The diagnosis of malignant mesothelioma is often difficult because of the long latency period, which can extend up to 50 years after initial asbestos exposure. Symptoms can include difficulty breathing, chest pain, and a persistent cough. Diagnosis is typically confirmed with imaging tests, such as X-rays, CT scans, and MRIs, as well as biopsies.
Treatment options for malignant mesothelioma are limited and vary depending on the stage of the disease and whether it has spread to other organs. Surgery is often used to remove the tumor, and radiation and chemotherapy are commonly used to help manage the disease.

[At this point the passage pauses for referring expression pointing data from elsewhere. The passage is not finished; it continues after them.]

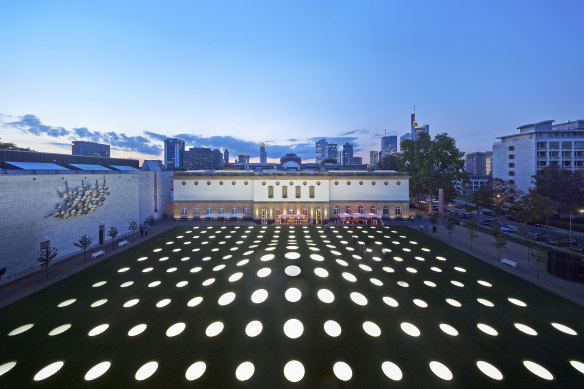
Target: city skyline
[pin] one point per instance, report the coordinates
(286, 75)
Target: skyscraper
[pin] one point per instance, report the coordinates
(321, 150)
(90, 149)
(263, 154)
(174, 149)
(347, 154)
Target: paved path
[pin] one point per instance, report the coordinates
(483, 247)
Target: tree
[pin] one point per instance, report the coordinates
(451, 223)
(83, 243)
(500, 238)
(432, 164)
(389, 162)
(471, 229)
(540, 254)
(46, 255)
(112, 233)
(133, 227)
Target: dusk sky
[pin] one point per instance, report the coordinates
(232, 73)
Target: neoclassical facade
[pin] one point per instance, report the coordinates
(299, 196)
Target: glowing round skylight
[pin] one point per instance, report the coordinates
(371, 329)
(564, 329)
(146, 370)
(264, 272)
(293, 295)
(195, 371)
(194, 301)
(98, 330)
(538, 370)
(326, 296)
(175, 329)
(358, 298)
(319, 271)
(516, 302)
(487, 329)
(392, 371)
(448, 329)
(214, 329)
(244, 371)
(48, 371)
(332, 328)
(253, 328)
(59, 330)
(226, 298)
(342, 371)
(137, 330)
(259, 296)
(293, 328)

Clinical trials may also be available to explore new treatments.
The prognosis for malignant mesothelioma is generally poor, with most patients surviving less than one year after diagnosis. However, some patients may live for several years with treatment, and there are a few cases of patients living for more than 10 years.
Because malignant mesothelioma is caused by exposure to asbestos, it is critical to take steps to reduce exposure to this hazardous material. The U.S. Environmental Protection Agency (EPA) recommends that homeowners have their homes inspected for asbestos and that they take steps to reduce their exposure by using protective gear when working with it.
When it comes to malignant mesothelioma, facing the facts is essential. With the right treatment and the support of loved ones, it is possible to manage this disease and extend life expectancy.